Le marché était impitoyable : Daniel Cataño partait pour Bolívar, Daniel Ruiz était prêté au CSKA Moscou et Álvaro Montero se rendait en Argentine (Vélez Sarsfield). Trois noms importants dans les derniers titres et piliers du cycle précédent. Sans eux, l’équipe a perdu du poids et de l’équilibre, ils n’ont pas été remplacés dans le bon sens.
En août, un autre changement profond s’est produit. Après une série de résultats négatifs, David González a démissionné. Lors de sa dernière conférence de presse, il a été clair : « La situation est intenable, le mieux est de se retirer. » Quelques jours plus tard, le club officialisait le retour d’Hernán Torres, l’entraîneur du titre 2012, appelé à tenter un nouveau départ.
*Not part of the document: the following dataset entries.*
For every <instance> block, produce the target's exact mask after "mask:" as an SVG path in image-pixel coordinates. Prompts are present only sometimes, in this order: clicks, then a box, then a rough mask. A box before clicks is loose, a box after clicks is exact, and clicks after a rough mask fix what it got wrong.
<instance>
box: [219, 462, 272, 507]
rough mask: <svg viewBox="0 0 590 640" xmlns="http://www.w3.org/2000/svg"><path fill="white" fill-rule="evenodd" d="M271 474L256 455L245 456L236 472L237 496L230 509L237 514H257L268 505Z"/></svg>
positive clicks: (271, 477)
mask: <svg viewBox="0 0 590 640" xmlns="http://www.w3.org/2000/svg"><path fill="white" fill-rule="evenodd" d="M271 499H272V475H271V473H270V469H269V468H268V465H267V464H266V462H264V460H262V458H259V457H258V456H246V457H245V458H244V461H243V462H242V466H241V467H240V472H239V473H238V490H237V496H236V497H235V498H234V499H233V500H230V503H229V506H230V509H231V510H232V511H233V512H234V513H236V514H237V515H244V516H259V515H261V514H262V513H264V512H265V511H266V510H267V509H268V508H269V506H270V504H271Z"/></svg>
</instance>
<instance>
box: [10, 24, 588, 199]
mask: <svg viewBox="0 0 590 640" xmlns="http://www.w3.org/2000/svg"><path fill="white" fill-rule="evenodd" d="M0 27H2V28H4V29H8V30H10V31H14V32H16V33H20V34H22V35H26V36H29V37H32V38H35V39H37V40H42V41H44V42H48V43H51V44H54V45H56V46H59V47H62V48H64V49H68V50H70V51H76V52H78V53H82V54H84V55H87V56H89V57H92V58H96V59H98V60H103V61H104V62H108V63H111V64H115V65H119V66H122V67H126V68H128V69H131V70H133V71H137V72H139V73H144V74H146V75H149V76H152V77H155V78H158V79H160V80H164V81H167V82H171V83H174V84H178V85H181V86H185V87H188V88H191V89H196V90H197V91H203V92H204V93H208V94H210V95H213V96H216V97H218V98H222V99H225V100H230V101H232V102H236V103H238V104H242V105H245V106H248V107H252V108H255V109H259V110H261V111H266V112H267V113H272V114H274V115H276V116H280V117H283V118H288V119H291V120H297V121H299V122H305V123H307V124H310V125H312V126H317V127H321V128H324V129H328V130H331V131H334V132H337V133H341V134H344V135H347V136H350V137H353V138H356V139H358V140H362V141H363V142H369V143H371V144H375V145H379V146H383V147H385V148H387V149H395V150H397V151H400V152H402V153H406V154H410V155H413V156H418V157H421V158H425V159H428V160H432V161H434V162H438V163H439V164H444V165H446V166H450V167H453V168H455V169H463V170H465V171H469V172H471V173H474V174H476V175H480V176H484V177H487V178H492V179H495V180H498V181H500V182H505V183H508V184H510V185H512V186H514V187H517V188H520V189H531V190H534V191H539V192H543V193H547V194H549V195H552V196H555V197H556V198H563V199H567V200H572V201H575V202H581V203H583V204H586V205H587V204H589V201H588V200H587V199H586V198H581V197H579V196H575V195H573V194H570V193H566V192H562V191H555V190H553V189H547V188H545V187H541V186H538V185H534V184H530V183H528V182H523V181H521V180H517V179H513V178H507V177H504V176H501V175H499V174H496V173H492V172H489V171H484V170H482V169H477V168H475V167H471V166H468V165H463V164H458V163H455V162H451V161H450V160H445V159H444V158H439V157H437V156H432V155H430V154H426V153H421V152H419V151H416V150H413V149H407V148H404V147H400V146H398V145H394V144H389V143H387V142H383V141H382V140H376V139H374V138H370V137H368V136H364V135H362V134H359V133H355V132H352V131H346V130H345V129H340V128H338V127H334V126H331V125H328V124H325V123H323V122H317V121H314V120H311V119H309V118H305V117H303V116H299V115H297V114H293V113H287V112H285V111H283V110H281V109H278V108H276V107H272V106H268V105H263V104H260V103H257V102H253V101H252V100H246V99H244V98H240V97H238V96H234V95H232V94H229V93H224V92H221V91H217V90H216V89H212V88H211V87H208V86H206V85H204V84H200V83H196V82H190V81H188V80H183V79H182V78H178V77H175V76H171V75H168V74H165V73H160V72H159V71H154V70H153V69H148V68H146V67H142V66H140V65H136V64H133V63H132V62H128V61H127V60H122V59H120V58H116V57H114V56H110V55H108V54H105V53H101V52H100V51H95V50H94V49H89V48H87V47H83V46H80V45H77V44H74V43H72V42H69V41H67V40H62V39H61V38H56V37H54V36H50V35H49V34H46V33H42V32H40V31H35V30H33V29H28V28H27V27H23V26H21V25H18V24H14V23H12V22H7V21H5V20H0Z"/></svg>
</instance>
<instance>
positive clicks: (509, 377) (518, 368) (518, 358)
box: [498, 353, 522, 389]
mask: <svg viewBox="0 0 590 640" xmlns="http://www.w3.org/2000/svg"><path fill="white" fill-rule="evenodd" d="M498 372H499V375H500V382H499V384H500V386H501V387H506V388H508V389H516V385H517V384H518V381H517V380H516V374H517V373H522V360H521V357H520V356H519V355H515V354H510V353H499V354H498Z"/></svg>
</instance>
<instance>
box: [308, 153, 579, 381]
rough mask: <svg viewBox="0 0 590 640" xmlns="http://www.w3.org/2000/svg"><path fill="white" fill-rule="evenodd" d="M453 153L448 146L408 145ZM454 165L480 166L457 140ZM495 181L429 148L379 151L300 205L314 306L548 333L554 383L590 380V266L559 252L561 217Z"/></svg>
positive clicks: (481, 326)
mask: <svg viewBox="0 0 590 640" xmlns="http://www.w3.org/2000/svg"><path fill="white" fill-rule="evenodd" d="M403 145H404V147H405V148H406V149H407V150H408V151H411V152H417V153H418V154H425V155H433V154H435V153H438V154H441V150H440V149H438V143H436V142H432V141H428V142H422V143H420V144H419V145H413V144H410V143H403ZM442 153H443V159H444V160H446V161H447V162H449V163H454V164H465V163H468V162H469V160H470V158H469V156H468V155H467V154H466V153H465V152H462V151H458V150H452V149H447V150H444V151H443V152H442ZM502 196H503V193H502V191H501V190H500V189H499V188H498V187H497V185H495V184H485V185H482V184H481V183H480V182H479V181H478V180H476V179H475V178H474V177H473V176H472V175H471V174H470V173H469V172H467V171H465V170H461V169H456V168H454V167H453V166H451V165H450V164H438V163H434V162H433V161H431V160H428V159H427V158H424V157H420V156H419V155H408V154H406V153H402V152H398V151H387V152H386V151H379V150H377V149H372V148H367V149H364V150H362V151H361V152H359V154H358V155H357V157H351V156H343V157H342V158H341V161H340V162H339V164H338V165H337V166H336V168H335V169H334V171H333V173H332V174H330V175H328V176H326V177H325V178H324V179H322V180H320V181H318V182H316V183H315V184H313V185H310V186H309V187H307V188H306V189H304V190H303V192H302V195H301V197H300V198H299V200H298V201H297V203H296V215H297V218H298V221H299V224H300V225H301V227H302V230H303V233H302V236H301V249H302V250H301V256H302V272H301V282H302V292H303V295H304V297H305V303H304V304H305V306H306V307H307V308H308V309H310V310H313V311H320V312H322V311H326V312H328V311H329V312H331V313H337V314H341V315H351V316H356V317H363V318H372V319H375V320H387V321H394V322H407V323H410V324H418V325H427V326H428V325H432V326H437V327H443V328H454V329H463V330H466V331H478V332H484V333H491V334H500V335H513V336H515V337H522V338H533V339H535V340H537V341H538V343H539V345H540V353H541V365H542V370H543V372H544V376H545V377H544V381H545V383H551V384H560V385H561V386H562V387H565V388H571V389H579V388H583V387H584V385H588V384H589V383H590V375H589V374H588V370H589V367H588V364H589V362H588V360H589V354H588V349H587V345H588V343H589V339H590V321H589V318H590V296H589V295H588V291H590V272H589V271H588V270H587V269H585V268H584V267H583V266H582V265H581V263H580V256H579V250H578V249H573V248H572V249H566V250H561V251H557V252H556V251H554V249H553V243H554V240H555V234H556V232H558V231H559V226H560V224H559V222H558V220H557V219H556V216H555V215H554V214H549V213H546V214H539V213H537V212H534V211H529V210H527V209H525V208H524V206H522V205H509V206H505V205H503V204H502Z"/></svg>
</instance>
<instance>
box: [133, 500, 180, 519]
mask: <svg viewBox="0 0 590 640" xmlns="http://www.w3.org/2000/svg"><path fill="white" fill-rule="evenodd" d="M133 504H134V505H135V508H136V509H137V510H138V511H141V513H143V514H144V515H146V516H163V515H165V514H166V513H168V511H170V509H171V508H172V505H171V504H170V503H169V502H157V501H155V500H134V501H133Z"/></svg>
Mais l’air frais fut de courte durée. Millonarios a été éliminé de la BetPlay Cup en huitièmes de finale contre Envigado (1-0 au total) et l’équipe se dégonflait en Liga II. Le match nul 1-1 au Centre Sportif Sud a confirmé l’élimination avant la dernière date et a scellé un semestre à oublier : sans football, sans acharnement et avec un effectif en manque de réponses. À El Campín, les supporters nous ont soutenus jusqu’au bout, mais la patience s’est épuisée au fil des mois.
Ce mercredi, Tunja sera le théâtre du dernier acte d’une 2025 sans fins ni joies, même si avec une porte encore entrouverte : grâce à la générosité du système footballistique colombien, les Millonarios pourraient obtenir une place dans la CONMEBOL Sudamericana via une reclassification si les résultats le favorisent. Ce ne serait qu’un soulagement statistique pour une année très faible, marquée par l’irrégularité, l’instabilité et le désenchantement.
Le défi pour 2026 est clair : reconstruire. Car même dans les mauvaises années, Millonarios sait que son histoire nécessite plus que des explications ; nécessite de gagner.